Saturday, September 3, 2016

Turkey’s plan for a Kurdish ‘buffer’

Turkey’s incursion into Syria further complicates an already tragic situation, drastically reducing any hopes of ending the five-and-a-half-year conflict and inflicting further misery on the country’s civilian population.

The message from Ankara is that the sole aim is to push Kurdish YPG forces away from Turkey’s borders in order to reduce the chances of them contributing to a Kurdish uprising in its own territory. While this may be true, there are strong indications that Turkish President Recep Tayyip Erdogan may go far beyond a simple policing action.

Buoyed by the wave of support he has received at home in the wake of the failed military coup, Erdogan is using some of his political capital to drive deep into Syria in order to establish a permanent buffer zone between the YPG operations there and the separatist movement in Turkey’s south-eastern areas.

Ankara would have no interest in a complete annexation of the territory, as the YPG is claiming, as that would involve having to take responsibility for any civilians remaining there. The more likely aim would be a permanent area of military occupation where its forces would have a free hand to confront the YPG, which Turkey has long regarded as a terrorist group.

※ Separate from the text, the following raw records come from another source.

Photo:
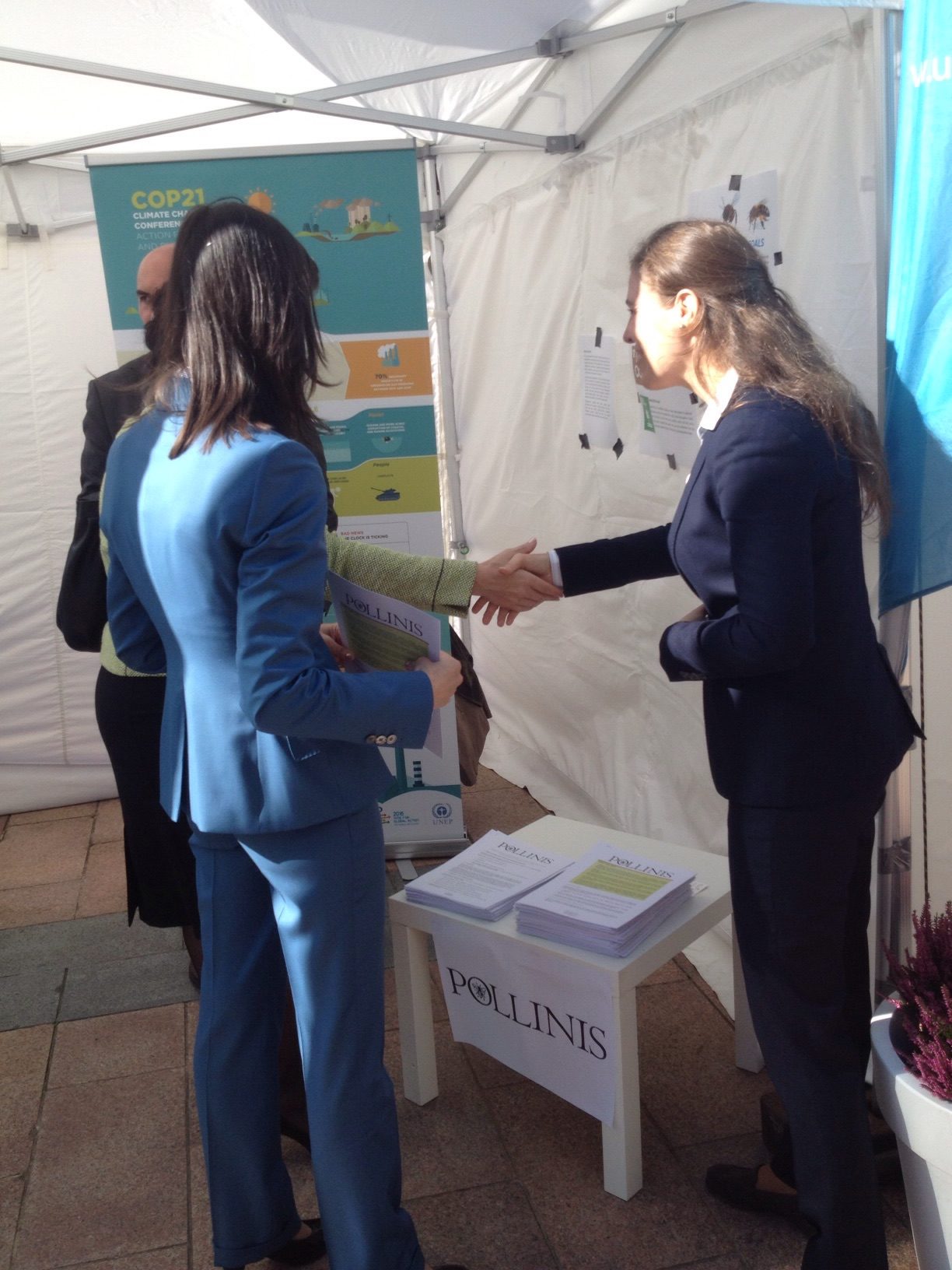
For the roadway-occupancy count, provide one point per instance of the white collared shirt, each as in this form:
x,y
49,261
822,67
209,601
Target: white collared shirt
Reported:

This, of course, has angered the United States, which sees the YPG as a valuable ground asset in the war against Islamic State and other terrorist groups, but Washington will not go too far in its condemnation.

Erdogan has the ability to tear up an agreement that would result in tens of thousands of refugees pouring into Europe, destabilising its institutions and maybe even threatening the European Union and NATO.

Then there is the possibility of a rapprochement with Russia. On the face of it this seems unlikely as Turkey has repeatedly called for the ousting of Syrian President Bashar al-Assad while Russia is Assad’s staunch ally. However, for Erdogan nothing is more important than preventing the establishment of a Kurdish State on Syrian soil.

The incursion has drawn protests from Assad, But Ankara knows these can be safely ignored. Territorial integrity no longer exists in Syria and whatever emerges from the conflict will look nothing like the nation that existed before 2011.